September 23, 2010
The end is in sight for cheap GPU-based supercomputing, according to an International Science Grid This Week (iSGTW) opinion piece out this week. Author Greg Pfister argues that CUDA development has thus far been subsidized by the high volume sales of NVIDIA's mass market low-end GPUs.
But sometime next year, we will see the arrival of chips that integrate the GPU and CPU on the same die. Intel's "Sandy Bridge" processor chip and AMD's Llano processor are both due out in mid-2011, and AMD's CPU/GPU Fusion architecture is also in the works.
If the mass market consumer, using graphics mostly for games and entertainment purposes, can take advantage of these double-duty chips (as a referenced Anandtech article says they can) then where will be the market for NVIDIA's low-end GPUs?
Says Pfister:
This means the end of the low-end graphics subsidy of high-performance GPGPUs like Nvidia's CUDA. That subsidy is very significant, because the fixed costs of developing any chip family are very large; spreading them out over a high-volume low end makes a major difference, even if the high end has substantial revenue. So prices will rise, since GPGPUs will no longer have a huge price advantage over purpose-built HPC gear. How much will they rise? It's very hard to say, but I have one somewhat wobbly data point saying that the difference will be substantial.
The "wobbly data point" is arrived at by comparing a PS3 (mass market subsidized through volume and games) versus a custom built IBM HPC appliance, and extrapolating a 10 to 1 cost differential. Guess which one's cheaper?
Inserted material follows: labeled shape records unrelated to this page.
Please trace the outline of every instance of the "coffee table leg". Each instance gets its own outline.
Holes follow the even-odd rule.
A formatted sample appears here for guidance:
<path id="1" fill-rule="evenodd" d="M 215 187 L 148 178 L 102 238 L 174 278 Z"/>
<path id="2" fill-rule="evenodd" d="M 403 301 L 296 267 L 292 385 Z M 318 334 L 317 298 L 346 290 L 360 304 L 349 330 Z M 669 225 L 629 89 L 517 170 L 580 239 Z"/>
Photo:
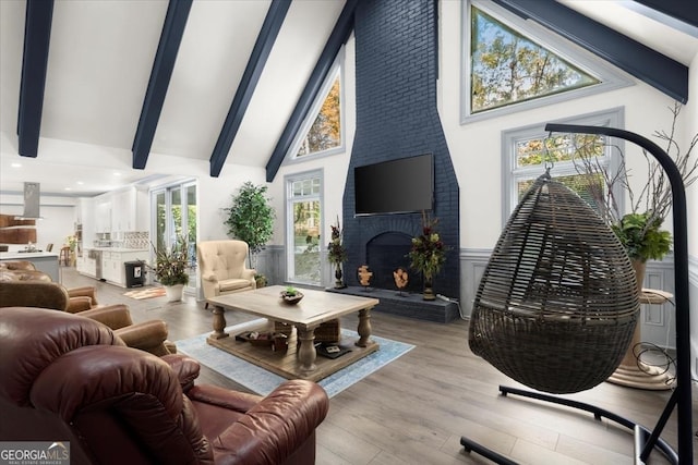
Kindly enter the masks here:
<path id="1" fill-rule="evenodd" d="M 298 342 L 300 347 L 298 348 L 298 362 L 300 363 L 301 371 L 309 372 L 315 369 L 315 328 L 301 329 L 296 327 L 298 334 Z"/>
<path id="2" fill-rule="evenodd" d="M 214 332 L 212 332 L 208 338 L 209 339 L 228 338 L 228 333 L 224 331 L 226 329 L 226 309 L 224 307 L 219 307 L 218 305 L 214 305 L 213 314 L 214 314 Z"/>
<path id="3" fill-rule="evenodd" d="M 359 310 L 359 328 L 357 330 L 360 338 L 356 342 L 359 347 L 365 347 L 369 345 L 369 338 L 371 338 L 371 308 L 364 308 Z"/>

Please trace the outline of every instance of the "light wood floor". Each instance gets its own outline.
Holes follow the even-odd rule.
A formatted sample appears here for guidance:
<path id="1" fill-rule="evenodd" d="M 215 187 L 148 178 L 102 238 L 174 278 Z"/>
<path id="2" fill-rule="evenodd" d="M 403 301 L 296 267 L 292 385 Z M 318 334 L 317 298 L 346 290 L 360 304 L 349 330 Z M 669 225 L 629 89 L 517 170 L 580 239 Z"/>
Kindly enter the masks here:
<path id="1" fill-rule="evenodd" d="M 212 314 L 186 295 L 182 303 L 165 297 L 135 301 L 125 289 L 61 269 L 68 287 L 97 285 L 100 303 L 125 303 L 133 319 L 163 319 L 173 341 L 209 332 Z M 227 313 L 228 325 L 251 317 Z M 356 328 L 357 317 L 342 318 Z M 416 348 L 358 382 L 330 401 L 330 411 L 317 430 L 317 463 L 341 464 L 483 464 L 467 454 L 467 436 L 520 463 L 631 464 L 633 436 L 624 427 L 570 408 L 516 396 L 498 395 L 498 386 L 519 387 L 468 348 L 468 322 L 431 323 L 373 313 L 373 333 L 408 342 Z M 200 383 L 245 390 L 202 367 Z M 694 387 L 694 427 L 698 426 Z M 609 382 L 567 397 L 587 402 L 652 428 L 669 391 L 643 391 Z M 676 445 L 675 413 L 663 439 Z M 698 439 L 694 442 L 697 455 Z M 665 464 L 659 452 L 650 464 Z"/>

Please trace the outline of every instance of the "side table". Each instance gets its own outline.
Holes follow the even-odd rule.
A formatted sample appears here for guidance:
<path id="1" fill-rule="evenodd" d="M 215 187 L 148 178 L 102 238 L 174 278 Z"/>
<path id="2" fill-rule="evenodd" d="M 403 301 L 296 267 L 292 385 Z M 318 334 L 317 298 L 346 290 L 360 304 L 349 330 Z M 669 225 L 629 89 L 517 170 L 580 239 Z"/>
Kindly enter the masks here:
<path id="1" fill-rule="evenodd" d="M 661 305 L 673 297 L 673 294 L 655 289 L 642 289 L 640 293 L 640 304 Z M 635 346 L 640 343 L 640 323 L 635 327 L 633 341 L 628 346 L 621 365 L 615 369 L 606 381 L 614 384 L 627 386 L 628 388 L 638 388 L 652 391 L 663 391 L 672 389 L 670 382 L 671 375 L 657 367 L 649 366 L 637 359 L 633 352 Z"/>

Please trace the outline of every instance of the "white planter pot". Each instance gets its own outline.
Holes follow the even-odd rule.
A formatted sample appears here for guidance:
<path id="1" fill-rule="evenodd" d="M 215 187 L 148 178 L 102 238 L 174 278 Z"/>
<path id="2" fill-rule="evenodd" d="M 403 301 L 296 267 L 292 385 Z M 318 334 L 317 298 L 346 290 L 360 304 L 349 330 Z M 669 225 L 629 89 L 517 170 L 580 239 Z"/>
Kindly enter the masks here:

Even if the HPC market is growing as data suggests, Pfister notes that high-end GPU revenue is no match for the dollars generated by the demand for GPUs at the consumer level.
It may seem a stretch, but one way to still tap at least some of that mass market would be for NVIDIA to come up with their own integrated graphics processor. In fact, they already have, as noted in a recent HPCwire blog. NVIDIA's Tegra line of processors, designed for mobile devices, has a heterogenous architecture including the low-power ARM processor and the GeForce GPU. Who's to say NVIDIA isn't planning another heterogenous processor using the CUDA-class chip with ARM CPUs? They could also choose to co-opt a higher-end CPU by teaming with another chipmaker. Or NVIDIA could even start designing its own x86 processor and then with that create an integrated graphics chip worthy of a gaming-class desktop or a Blue-Ray-capable notebook media machine. "NVIDIA-inside" anyone?